College students who pore over their notes again and again as they prep for finals could use their studying time more wisely, according to new learning research from Purdue University.
"We know that self-testing, which happens when students practice retrieving knowledge, drives learning," says Jeffrey D. Karpicke, an assistant professor of psychological sciences. "Students can really benefit from testing themselves as they study by using something as simple as flashcards. However, the key is to not drop a flashcard once you feel you have mastered the material. Keep it as part of your rotation and keep practicing retrieval of that information."
Karpicke found in his study that college students are more likely to invest their time in repetitive note reading, and those who do practice retrieval spend too little time on it.
"My research found that this happens because there is an illusion about how much a person is actually learning while they are self-testing," said Karpicke, who is a cognitive psychologist and memory expert.
The illusion takes root when students feel answers come to them easily as they practice testing. For example, students using flashcards to study may eliminate certain cards when they believe they know that material well.
"This is called retrieval fluency," he said. "If you practiced recalling information even a few more times, it would produce big gains in learning and long-term retention. The reason people don't keep testing themselves is because they are tricked by retrieval fluency. The answer comes to mind so easily the first time that they think they know it and drop the card from further self-testing. But this is not a recipe for good long-term learning."
The research findings appeared in last month's Journal of Experimental Psychology: General. Karpicke conducted four experiments with 150 college students in various studying situations on Swahili-English vocabulary words. Students in each experiment learned vocabulary words from a computerized flashcard format, and then the conditions were varied based on studying techniques assigned by Karpicke or selected by the participant. The students returned a week later for final testing.
No matter if the students selected their own studying strategy or it was assigned, they all learned better when self-testing all of the material from the electronic flashcard format. Students didn't do as well on the final test if they dropped material as they learned it during self-testing.
The students whose studying techniques were assigned received computer prompts on what to study and even how to study it at times.
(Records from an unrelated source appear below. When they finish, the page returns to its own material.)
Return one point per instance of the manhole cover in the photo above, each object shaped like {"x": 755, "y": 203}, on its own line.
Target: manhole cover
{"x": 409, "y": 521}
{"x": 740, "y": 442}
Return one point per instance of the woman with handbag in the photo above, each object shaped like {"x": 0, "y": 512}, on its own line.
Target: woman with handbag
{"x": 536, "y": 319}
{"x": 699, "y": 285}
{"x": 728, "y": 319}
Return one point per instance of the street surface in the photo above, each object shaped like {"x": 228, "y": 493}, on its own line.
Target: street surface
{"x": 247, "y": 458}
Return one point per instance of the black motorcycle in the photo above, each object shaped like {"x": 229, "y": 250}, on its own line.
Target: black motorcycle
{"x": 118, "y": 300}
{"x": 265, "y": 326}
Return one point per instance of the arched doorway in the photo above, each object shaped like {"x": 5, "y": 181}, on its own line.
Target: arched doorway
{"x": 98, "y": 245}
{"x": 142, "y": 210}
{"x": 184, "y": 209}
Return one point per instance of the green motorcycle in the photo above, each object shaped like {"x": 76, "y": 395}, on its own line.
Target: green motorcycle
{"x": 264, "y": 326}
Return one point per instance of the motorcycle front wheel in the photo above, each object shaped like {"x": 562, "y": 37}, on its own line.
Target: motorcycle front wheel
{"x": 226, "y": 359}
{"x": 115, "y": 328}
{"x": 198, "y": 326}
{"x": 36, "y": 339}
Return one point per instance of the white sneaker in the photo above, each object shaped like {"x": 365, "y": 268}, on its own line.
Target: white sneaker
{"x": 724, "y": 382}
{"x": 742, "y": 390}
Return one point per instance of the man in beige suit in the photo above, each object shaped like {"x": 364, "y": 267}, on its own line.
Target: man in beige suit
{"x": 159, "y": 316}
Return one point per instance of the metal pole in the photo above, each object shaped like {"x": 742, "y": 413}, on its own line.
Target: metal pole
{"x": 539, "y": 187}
Some of the students in the experiment could select how they wanted to study, and they were likely to drop the vocabulary words they felt they knew well. As a result, many could not remember the words when they returned a week later for the final test.
"What is surprising is that we know practicing retrieval by self-testing is really powerful, and yet people don't use it, or don't use it well," he said. "These are college students who are generally successful academically, so this just shows how powerful the illusion can be."
Karpicke's work was funded by a dissertation research award from the American Psychological Association and a graduate research scholarship from the American Psychological Foundation/Council of Graduate Departments of Psychology. He will continue studying learning techniques, and his next project will focus on evaluating how course instruction relates to the studying strategies students select.